Recent surveys from investor social media accounts have helped to gauge sentiment online. In the instance above, we can see that the majority of investors are looking beyond the nostalgia stocks of GameStop and AMC and are instead looking to underperforming medicare insurance company Clover Health, and startup electric car firm Workhorse Group Inc - which had a reported 32% of short interest among investors. 

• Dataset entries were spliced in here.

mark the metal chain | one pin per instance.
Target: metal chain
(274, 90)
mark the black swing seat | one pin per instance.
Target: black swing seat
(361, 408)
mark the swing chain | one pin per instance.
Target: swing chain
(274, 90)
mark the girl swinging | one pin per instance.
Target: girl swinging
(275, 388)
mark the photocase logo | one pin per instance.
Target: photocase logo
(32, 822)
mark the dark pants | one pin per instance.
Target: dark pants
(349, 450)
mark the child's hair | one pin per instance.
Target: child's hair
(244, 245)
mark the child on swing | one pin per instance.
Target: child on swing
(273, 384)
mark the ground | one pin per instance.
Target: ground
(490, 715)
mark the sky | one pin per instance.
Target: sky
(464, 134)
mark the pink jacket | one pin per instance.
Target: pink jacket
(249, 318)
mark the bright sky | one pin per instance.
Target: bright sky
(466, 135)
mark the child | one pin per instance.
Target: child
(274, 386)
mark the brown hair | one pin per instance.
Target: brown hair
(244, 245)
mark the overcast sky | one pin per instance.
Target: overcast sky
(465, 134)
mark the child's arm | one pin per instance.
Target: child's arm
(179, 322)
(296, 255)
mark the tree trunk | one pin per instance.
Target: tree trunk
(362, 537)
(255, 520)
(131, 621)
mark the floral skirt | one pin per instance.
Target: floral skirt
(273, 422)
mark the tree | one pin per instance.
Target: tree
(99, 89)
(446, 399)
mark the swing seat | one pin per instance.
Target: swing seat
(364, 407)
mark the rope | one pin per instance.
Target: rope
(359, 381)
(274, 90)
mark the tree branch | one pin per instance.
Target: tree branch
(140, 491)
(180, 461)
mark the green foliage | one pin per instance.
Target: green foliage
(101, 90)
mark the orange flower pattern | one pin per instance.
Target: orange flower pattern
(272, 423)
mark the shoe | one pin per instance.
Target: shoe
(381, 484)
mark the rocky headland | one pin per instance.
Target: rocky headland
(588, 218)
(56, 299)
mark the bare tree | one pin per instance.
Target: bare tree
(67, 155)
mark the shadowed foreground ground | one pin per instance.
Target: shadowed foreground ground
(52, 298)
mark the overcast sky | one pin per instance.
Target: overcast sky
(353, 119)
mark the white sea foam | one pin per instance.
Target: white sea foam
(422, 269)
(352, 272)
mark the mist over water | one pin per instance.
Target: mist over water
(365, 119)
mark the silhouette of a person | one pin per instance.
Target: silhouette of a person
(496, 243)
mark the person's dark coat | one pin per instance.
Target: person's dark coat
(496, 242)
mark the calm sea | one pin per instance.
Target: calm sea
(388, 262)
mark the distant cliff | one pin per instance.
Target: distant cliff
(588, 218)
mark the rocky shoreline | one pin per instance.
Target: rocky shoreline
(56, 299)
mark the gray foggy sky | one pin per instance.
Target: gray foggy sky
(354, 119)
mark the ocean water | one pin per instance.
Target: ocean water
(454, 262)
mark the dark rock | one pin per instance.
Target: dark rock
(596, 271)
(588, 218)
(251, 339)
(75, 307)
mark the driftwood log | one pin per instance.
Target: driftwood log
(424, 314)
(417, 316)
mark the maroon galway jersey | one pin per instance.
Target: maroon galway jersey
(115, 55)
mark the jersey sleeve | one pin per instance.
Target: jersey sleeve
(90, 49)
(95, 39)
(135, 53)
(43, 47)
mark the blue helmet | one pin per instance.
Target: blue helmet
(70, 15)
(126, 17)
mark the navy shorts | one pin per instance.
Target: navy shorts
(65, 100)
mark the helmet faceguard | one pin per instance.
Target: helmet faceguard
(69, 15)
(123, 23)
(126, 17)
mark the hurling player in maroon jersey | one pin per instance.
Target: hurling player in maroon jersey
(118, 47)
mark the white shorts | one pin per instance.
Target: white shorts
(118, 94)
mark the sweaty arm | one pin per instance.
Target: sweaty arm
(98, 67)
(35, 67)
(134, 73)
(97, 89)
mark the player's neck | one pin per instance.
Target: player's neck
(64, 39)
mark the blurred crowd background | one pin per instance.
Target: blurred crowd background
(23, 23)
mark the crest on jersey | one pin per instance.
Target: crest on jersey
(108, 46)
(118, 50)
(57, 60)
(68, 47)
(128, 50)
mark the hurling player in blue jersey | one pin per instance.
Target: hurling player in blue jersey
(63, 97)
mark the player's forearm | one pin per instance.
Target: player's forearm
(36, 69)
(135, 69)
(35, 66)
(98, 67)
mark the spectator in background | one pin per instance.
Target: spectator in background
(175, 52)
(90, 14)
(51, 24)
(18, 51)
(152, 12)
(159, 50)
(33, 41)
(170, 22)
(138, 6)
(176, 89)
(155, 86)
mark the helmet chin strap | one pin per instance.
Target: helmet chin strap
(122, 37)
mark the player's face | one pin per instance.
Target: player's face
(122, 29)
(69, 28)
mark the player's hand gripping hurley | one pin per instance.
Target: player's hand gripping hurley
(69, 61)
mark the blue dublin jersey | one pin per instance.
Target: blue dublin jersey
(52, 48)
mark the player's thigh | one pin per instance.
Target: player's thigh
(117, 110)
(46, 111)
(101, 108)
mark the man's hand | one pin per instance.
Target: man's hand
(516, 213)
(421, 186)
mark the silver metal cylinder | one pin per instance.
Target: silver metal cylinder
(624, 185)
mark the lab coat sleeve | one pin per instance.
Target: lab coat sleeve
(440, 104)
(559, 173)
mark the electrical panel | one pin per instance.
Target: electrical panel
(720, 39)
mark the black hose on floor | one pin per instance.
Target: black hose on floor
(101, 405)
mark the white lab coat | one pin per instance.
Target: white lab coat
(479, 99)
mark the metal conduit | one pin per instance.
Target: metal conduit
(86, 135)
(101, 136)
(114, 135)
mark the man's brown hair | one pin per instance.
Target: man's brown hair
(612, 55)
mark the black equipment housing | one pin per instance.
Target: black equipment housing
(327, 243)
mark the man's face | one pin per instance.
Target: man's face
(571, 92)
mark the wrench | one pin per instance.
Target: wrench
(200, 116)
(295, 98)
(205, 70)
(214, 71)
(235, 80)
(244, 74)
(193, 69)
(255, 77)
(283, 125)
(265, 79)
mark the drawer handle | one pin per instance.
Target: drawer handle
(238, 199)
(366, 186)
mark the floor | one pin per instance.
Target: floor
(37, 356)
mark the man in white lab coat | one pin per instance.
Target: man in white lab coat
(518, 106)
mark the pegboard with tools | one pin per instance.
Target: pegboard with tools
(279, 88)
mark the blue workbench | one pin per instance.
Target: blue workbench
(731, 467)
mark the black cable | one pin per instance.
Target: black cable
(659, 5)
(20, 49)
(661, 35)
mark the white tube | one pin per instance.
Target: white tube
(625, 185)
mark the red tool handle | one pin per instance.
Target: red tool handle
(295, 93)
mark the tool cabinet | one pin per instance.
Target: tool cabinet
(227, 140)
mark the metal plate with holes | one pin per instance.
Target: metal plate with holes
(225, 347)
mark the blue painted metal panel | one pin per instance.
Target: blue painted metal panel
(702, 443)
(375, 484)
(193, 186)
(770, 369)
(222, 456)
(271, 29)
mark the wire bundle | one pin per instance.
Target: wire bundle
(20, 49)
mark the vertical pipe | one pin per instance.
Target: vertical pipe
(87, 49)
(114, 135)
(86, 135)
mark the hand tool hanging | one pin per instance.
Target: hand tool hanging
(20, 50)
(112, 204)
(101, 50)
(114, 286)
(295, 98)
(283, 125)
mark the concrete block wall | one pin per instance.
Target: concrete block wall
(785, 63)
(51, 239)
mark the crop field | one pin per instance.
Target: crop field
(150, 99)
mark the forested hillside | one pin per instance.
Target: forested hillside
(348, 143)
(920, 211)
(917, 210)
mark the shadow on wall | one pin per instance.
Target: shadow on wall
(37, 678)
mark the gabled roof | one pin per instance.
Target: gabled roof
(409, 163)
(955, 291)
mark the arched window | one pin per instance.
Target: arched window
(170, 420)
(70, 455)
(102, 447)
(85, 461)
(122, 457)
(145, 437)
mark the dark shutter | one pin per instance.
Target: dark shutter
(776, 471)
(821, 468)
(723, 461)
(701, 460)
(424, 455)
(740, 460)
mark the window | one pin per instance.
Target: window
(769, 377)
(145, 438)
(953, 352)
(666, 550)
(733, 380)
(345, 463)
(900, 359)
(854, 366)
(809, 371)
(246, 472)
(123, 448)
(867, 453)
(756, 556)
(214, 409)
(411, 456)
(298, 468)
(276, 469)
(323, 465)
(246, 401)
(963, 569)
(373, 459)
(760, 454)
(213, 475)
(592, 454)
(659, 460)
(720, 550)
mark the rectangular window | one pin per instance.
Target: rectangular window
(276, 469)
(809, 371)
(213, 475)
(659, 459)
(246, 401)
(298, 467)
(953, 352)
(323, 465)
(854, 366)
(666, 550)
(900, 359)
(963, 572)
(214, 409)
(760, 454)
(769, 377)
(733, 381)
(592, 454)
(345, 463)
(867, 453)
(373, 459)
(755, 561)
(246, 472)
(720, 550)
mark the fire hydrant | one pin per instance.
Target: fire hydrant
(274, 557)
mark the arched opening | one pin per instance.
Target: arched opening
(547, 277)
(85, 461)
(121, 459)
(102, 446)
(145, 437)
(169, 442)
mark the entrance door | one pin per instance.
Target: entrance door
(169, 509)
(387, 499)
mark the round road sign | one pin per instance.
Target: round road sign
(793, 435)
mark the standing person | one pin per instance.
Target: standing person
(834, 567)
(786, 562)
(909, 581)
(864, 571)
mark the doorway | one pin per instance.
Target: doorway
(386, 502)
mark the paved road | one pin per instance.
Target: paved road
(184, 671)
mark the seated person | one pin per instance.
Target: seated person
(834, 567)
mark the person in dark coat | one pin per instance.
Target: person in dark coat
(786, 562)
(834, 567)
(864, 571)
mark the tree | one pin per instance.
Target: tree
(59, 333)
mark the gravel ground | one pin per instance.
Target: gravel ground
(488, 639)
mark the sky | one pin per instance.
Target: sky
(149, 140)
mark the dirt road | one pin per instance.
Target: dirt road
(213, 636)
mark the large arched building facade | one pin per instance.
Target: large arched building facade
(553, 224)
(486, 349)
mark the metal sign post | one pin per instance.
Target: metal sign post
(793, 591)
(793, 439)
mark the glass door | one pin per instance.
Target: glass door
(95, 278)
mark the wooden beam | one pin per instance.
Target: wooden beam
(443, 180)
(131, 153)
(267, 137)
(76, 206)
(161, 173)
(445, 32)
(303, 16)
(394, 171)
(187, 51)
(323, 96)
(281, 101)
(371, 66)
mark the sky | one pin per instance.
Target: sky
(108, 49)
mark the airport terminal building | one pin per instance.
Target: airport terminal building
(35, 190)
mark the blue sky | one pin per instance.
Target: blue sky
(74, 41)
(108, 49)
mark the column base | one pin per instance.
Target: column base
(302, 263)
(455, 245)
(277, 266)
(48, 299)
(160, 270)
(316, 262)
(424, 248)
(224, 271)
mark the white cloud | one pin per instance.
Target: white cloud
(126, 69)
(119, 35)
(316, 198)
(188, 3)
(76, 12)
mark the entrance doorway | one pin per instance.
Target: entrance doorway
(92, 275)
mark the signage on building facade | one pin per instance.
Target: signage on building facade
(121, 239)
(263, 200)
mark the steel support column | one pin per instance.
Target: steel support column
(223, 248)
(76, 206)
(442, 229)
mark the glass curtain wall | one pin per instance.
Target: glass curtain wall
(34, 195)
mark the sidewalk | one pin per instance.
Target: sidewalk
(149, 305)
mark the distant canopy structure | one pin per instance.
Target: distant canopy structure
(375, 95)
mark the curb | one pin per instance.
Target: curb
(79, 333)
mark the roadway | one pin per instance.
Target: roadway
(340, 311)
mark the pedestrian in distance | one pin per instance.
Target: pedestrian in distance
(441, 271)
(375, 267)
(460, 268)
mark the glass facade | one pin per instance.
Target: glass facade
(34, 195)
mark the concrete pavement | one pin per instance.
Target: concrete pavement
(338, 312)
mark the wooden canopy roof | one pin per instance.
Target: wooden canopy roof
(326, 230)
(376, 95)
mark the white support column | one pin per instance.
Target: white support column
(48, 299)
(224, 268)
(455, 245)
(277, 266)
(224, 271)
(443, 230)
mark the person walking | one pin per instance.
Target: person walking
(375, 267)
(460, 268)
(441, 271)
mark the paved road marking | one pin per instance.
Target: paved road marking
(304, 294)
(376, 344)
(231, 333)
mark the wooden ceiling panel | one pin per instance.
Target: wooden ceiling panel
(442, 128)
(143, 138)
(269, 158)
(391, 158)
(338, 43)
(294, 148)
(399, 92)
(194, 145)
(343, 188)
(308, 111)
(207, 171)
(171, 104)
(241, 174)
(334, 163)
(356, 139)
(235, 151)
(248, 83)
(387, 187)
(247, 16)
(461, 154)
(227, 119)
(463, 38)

However, we may see the next big short squeeze occurring outside of stock market investing completely. In late July, Bitcoin underwent a significant short squeeze that saw the cryptocurrency rally 17% to a value of over $40,400. 

In a cryptocurrency landscape punctuated by memes and bearish sentiment, coordinated short squeezes could impact coins like Dogecoin and Ripple - both of which have already seen short squeezes in recent months. 

However, if you really want to know where the next surging stock will be, it’s best to keep your ear to the ground. As GameStop showed us, a shorted asset can be catapulted into the stratosphere with very little warning. 

All views and opinions expressed in this article are the opinions of the author and not FXStreet. Trading cryptocurrencies or related products involves risk. This is not an endorsement to invest in or trade any of the cryptocurrencies, stocks or companies mentioned in this article.